人の死を乗り越える

人の死の乗り越えかたをわたしはまだ知らない。

おそらくこの先も効果的な方法や特効薬は見つからないと思っている。

そしてそれで良いと思っている。

わたしは血の通った人間だ。

身近であればあるほど、その人の死が大きな悲しみやショックをもたらすのは仕方ないと思っている。

乗り越えかたはわからないが、癒しかたは少しだけ知っている。

わたしはかつて友を亡くした。

もう20年以上も前の話だが、わたしにとって彼の死はショックだった。

大きなショックだった。

わたしが平凡な学生生活を送っているときに、彼はテレビによく出ていた。

彼は普通の人とは異なる道を選んで、眩いばかりのスポットライトにあたっていた。

テレビに出た翌日、通学のために電車にのれば、郷土のスターの話題ばかりが耳に入ってきた。

ほんの数年前までは同じ時間を過ごしていたのに・・・・・。

だいぶ先に行かれた。

置いてきぼりにされた気分だった。

そんなある日、彼は死んだ。

仕事中の事故だった。

彼を知る誰もが、その死を受け止められずにいた。

わたしも何年間も苦しんだ。

思い出がたくさんあるぶん辛かった。

でもやはり時の流れがそのイタミを癒してくれた。

もうそれしかなかったと言ってもいいだろう。

わたしはいまでもよく彼のことを思い出す。

特に、セミの鳴く頃になると、強く思い出す。

それはいつも一緒に自転車でのぼっていた少し急な坂道での思い出だ。

彼はわたしよりも脚力が強かった。

わたしは少し先にスタートするが、いつもその坂道で追いつかれてしまうのだ。

そして後ろからわたしを追い抜こうとする彼が、がんばれがんばれ、と決まって声をかけてくる。
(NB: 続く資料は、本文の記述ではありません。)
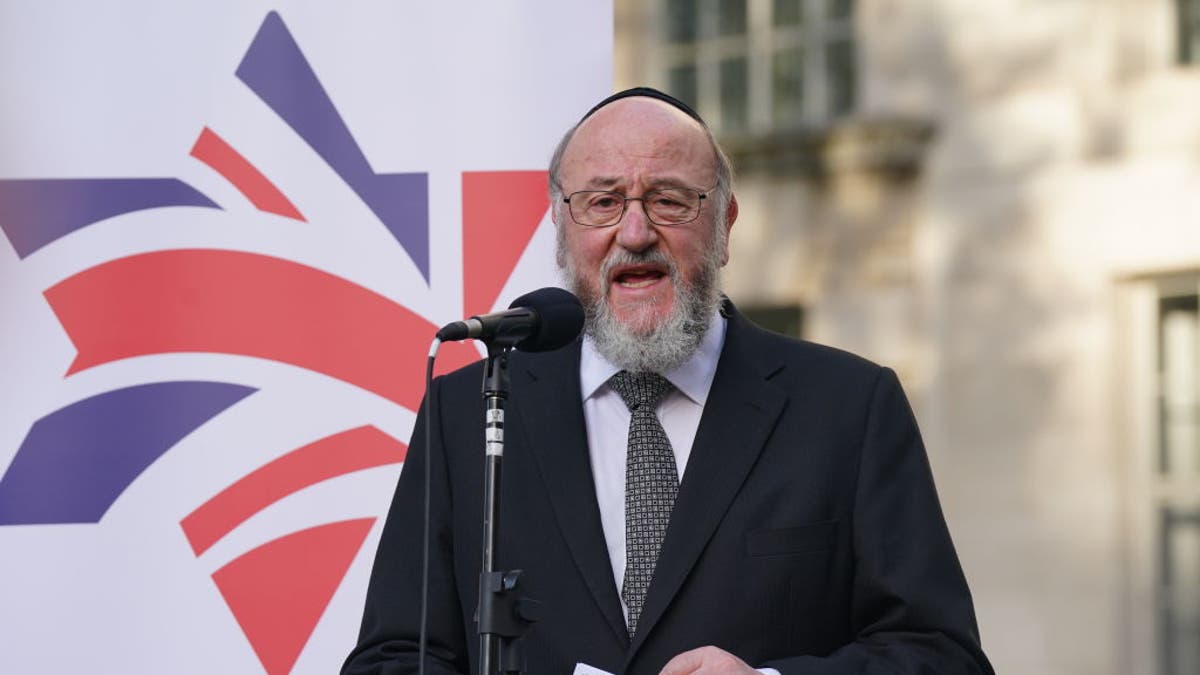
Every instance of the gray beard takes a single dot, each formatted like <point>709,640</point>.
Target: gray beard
<point>669,344</point>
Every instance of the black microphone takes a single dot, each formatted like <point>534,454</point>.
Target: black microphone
<point>539,321</point>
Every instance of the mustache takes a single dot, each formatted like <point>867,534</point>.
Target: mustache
<point>624,257</point>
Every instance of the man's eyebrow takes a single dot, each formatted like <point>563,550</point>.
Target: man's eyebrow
<point>605,181</point>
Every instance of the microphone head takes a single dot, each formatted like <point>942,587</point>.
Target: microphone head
<point>559,318</point>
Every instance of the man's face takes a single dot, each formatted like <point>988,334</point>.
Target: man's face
<point>631,147</point>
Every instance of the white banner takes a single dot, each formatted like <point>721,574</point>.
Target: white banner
<point>229,233</point>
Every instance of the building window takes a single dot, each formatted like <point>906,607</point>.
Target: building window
<point>755,66</point>
<point>1187,13</point>
<point>1177,483</point>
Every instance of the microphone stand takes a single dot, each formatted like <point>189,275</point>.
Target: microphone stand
<point>502,615</point>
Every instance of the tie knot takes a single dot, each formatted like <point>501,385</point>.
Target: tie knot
<point>639,389</point>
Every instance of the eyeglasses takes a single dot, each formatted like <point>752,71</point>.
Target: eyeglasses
<point>665,207</point>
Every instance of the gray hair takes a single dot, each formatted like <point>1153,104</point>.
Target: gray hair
<point>721,193</point>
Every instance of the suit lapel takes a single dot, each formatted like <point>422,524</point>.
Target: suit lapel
<point>739,414</point>
<point>552,420</point>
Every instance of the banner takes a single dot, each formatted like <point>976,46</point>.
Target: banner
<point>229,232</point>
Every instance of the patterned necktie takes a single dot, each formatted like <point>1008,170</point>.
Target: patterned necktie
<point>651,484</point>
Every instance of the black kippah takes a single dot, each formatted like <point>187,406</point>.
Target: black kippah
<point>649,93</point>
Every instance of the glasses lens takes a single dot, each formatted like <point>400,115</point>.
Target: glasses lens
<point>597,208</point>
<point>675,205</point>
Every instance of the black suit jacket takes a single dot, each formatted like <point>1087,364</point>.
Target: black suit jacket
<point>807,535</point>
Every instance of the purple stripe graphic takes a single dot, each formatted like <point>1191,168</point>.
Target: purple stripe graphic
<point>276,70</point>
<point>77,460</point>
<point>37,211</point>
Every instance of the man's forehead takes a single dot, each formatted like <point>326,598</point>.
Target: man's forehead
<point>636,131</point>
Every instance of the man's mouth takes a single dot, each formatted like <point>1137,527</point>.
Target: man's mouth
<point>637,278</point>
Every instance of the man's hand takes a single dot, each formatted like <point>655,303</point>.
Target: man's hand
<point>707,661</point>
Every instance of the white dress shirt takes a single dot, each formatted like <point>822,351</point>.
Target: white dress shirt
<point>607,428</point>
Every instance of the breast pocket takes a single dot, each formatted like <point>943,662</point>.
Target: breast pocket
<point>813,537</point>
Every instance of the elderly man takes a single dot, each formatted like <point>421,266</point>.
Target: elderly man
<point>684,490</point>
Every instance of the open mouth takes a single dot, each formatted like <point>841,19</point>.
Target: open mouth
<point>637,278</point>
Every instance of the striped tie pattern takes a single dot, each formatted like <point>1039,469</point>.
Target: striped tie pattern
<point>652,483</point>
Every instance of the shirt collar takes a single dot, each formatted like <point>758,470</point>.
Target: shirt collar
<point>694,377</point>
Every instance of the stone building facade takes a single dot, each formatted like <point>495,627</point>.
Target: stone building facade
<point>1001,199</point>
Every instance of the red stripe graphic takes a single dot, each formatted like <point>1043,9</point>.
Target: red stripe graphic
<point>279,591</point>
<point>501,211</point>
<point>249,304</point>
<point>213,150</point>
<point>354,449</point>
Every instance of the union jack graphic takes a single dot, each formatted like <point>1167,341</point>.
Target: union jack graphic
<point>76,463</point>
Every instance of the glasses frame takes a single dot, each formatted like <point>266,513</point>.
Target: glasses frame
<point>624,207</point>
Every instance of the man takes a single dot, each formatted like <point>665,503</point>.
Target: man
<point>798,529</point>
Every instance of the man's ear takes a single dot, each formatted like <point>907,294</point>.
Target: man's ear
<point>731,215</point>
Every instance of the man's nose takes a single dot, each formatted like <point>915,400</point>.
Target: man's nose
<point>635,231</point>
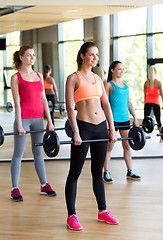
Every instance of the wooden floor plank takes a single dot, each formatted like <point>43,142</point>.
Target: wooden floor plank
<point>137,204</point>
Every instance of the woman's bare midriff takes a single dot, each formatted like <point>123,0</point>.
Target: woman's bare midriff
<point>90,110</point>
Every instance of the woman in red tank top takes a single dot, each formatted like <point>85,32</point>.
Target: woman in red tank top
<point>152,91</point>
<point>30,104</point>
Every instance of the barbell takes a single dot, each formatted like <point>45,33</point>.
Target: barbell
<point>2,134</point>
<point>147,125</point>
<point>60,106</point>
<point>51,142</point>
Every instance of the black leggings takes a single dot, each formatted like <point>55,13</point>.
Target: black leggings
<point>156,109</point>
<point>78,156</point>
<point>51,97</point>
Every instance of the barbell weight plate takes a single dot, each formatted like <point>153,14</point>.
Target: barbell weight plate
<point>51,143</point>
<point>62,110</point>
<point>138,138</point>
<point>1,136</point>
<point>9,107</point>
<point>148,124</point>
<point>68,129</point>
<point>50,104</point>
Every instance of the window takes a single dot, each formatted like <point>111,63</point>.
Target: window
<point>132,22</point>
<point>158,18</point>
<point>132,53</point>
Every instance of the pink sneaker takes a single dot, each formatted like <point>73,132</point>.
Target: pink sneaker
<point>15,195</point>
<point>107,217</point>
<point>47,190</point>
<point>73,223</point>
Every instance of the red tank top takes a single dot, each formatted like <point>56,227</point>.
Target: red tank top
<point>30,98</point>
<point>152,95</point>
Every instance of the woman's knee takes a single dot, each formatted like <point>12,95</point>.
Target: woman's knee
<point>110,146</point>
<point>126,145</point>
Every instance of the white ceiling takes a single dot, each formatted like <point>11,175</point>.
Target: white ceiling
<point>45,13</point>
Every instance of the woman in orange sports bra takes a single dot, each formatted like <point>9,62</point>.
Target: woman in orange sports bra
<point>152,91</point>
<point>50,89</point>
<point>87,91</point>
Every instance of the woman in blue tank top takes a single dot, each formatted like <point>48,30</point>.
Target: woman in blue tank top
<point>120,103</point>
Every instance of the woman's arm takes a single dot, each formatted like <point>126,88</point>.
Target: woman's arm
<point>46,108</point>
<point>108,111</point>
<point>16,98</point>
<point>52,81</point>
<point>69,97</point>
<point>133,113</point>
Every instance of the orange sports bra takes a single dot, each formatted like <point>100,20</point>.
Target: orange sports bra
<point>87,90</point>
<point>47,85</point>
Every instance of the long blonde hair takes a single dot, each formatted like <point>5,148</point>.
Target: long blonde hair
<point>152,75</point>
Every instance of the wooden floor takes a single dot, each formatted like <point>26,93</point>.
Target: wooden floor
<point>137,205</point>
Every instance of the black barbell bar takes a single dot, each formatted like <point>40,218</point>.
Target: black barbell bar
<point>147,125</point>
<point>51,142</point>
<point>2,134</point>
<point>8,107</point>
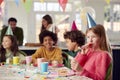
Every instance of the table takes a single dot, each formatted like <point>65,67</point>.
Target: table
<point>23,72</point>
<point>30,50</point>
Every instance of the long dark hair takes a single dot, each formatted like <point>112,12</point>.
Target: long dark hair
<point>14,47</point>
<point>48,19</point>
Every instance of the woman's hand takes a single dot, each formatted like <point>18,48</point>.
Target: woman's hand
<point>75,65</point>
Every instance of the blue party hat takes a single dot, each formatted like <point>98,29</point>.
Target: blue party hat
<point>90,22</point>
<point>9,31</point>
<point>74,27</point>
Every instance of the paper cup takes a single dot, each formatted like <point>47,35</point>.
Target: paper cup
<point>39,60</point>
<point>28,60</point>
<point>44,67</point>
<point>16,60</point>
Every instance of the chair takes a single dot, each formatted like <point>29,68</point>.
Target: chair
<point>109,73</point>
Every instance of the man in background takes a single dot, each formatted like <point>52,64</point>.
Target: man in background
<point>17,31</point>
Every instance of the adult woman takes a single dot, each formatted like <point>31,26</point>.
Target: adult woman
<point>94,59</point>
<point>52,54</point>
<point>9,48</point>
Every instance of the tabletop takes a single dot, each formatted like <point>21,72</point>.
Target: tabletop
<point>25,72</point>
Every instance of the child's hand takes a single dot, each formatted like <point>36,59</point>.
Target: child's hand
<point>75,65</point>
<point>23,62</point>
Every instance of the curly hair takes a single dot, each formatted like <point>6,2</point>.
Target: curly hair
<point>50,34</point>
<point>75,36</point>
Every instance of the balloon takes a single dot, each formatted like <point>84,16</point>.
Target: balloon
<point>84,12</point>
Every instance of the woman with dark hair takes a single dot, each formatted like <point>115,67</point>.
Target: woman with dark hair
<point>9,48</point>
<point>47,24</point>
<point>50,53</point>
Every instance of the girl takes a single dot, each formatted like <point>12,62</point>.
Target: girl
<point>9,48</point>
<point>47,24</point>
<point>74,40</point>
<point>48,51</point>
<point>94,59</point>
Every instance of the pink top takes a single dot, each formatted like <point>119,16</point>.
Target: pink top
<point>94,64</point>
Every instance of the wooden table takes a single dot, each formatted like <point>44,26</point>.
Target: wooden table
<point>23,72</point>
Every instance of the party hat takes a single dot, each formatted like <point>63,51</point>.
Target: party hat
<point>74,27</point>
<point>91,23</point>
<point>9,31</point>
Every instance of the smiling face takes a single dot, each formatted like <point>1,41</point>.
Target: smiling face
<point>71,45</point>
<point>44,23</point>
<point>93,39</point>
<point>48,42</point>
<point>12,24</point>
<point>7,43</point>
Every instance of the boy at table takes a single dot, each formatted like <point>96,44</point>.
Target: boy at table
<point>50,53</point>
<point>74,40</point>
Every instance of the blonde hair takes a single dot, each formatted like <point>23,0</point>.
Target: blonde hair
<point>100,31</point>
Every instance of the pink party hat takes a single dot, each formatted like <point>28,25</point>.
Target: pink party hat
<point>9,31</point>
<point>74,27</point>
<point>90,22</point>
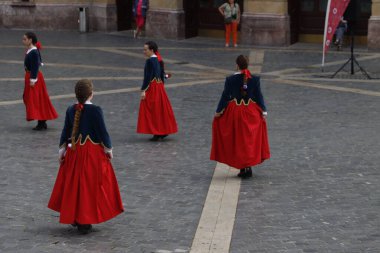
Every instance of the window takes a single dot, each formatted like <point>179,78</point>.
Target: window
<point>366,6</point>
<point>307,5</point>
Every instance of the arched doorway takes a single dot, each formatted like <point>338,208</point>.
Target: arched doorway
<point>124,14</point>
<point>204,14</point>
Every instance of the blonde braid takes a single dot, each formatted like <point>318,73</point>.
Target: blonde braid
<point>83,90</point>
<point>75,128</point>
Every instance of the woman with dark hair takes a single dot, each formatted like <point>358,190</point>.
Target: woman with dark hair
<point>140,8</point>
<point>239,131</point>
<point>86,190</point>
<point>36,98</point>
<point>156,115</point>
<point>231,14</point>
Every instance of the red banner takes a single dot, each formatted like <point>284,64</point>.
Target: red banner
<point>335,10</point>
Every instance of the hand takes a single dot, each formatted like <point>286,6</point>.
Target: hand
<point>109,155</point>
<point>61,155</point>
<point>61,160</point>
<point>218,114</point>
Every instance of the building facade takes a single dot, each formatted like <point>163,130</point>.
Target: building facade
<point>264,22</point>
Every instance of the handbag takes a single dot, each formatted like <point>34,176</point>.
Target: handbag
<point>228,20</point>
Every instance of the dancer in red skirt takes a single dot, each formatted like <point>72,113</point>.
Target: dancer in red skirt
<point>156,114</point>
<point>86,190</point>
<point>36,98</point>
<point>239,131</point>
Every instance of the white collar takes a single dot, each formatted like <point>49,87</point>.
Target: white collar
<point>29,50</point>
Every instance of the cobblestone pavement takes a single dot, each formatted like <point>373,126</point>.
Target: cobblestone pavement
<point>319,192</point>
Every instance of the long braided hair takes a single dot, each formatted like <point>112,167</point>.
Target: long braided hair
<point>242,62</point>
<point>83,90</point>
<point>32,36</point>
<point>153,46</point>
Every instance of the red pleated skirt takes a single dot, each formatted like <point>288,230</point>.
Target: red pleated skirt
<point>156,114</point>
<point>86,190</point>
<point>37,101</point>
<point>239,136</point>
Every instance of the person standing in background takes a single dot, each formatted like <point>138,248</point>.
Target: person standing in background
<point>231,13</point>
<point>36,98</point>
<point>140,8</point>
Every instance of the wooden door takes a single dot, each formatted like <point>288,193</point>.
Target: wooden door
<point>293,7</point>
<point>124,14</point>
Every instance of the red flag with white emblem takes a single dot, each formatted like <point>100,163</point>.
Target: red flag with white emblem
<point>334,12</point>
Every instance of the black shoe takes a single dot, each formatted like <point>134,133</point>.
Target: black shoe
<point>41,125</point>
<point>163,136</point>
<point>248,173</point>
<point>155,138</point>
<point>242,172</point>
<point>84,229</point>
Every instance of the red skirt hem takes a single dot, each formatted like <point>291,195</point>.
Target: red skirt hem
<point>156,114</point>
<point>86,190</point>
<point>239,136</point>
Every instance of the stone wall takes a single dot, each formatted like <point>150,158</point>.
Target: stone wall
<point>265,22</point>
<point>53,14</point>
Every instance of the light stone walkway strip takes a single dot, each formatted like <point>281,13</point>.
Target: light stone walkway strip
<point>116,91</point>
<point>328,87</point>
<point>216,224</point>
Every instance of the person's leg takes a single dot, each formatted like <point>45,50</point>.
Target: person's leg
<point>234,33</point>
<point>228,34</point>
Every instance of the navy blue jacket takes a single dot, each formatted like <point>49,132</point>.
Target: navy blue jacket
<point>91,124</point>
<point>232,91</point>
<point>32,63</point>
<point>152,70</point>
<point>145,6</point>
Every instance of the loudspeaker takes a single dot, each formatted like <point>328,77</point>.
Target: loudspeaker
<point>352,13</point>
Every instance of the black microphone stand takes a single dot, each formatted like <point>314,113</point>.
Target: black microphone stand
<point>352,59</point>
わたしは必死に抜かれまいとするが最初から勝負はついている。

彼はぐんぐんと坂道をのぼり切り、わたしのことを待っている。

わたしは息を切らせながら、なんとか自転車をこいで、彼に追いつく。

毎週のように繰り返される些細な出来事だった。

この坂道は夏になると、セミがうるさいぐらいに鳴いていた。

わたしはセミの声を聞くと、この情景を思い出す。

イタミはいつのまにか、かけがいのない思い出になった。

わたしは人の死は、時の流れでしか癒せないと思っている。